Subisteis juntos, tú aspirando el polvo a su espalda. Al llegar arriba dejó de saltar y empezó a llorar. Perdió toda seguridad. Era un llanto de puro terror, lágrimas que anticipaban su muerte inminente.

Entendiste que no podría llevarte con él y tu miedo, que no cesó pese al descenso de la amenaza, se convirtió en algo menos explicable.

Se elevó en el aire unos centímetros, como si unos músculos rocosos lo levantaran para castigarle. Mirasteis juntos, como si fuerais uno, el espejo, enmarcado en una obsidiana tan negra que se había hecho invisible en la oscuridad de la casa, en aquella noche de luna nueva. El niño lanzaba patadas para defender su vida años atrás extinguida, sus pies te alcanzaron y te tiraron al suelo, tus huesos hundidos en pelusa, doloridos por tanto tiempo abandonados en la humedad de aquel desván. El fantasma era fuerte pero no tanto como su padre. La cabeza del niño se rompió una y otra vez contra el cristal del espejo, reconstruido tras cada impacto. Murió y murió durante la madrugada, cada sucesiva escenificación del asesinato más real que la anterior.
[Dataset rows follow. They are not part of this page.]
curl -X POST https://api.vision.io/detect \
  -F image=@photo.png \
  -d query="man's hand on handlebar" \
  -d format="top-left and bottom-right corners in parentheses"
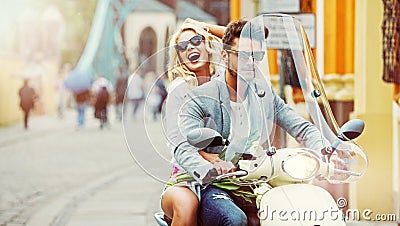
top-left (330, 154), bottom-right (346, 170)
top-left (212, 161), bottom-right (236, 175)
top-left (198, 151), bottom-right (236, 176)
Volvió el sol y la luz te mostró que el espejo había cesado de regenerarse y tenía la marca de la cabeza. Estaba partido por la esquina en la que tu frente impactó cuando acabó tu vida, cuando las zarpas de tu padre se quedaron con una parte de tu cabellera después de haber desgarrado tu muñeca, marcas de tu sangre fosilizada, la sangre que derramaste la misma mañana sin nubes en que tu padre lanzó tu cadáver a su perro, tu padre, siempre enfadado porque pasabas el día saltando y canturreando por sus terrenos.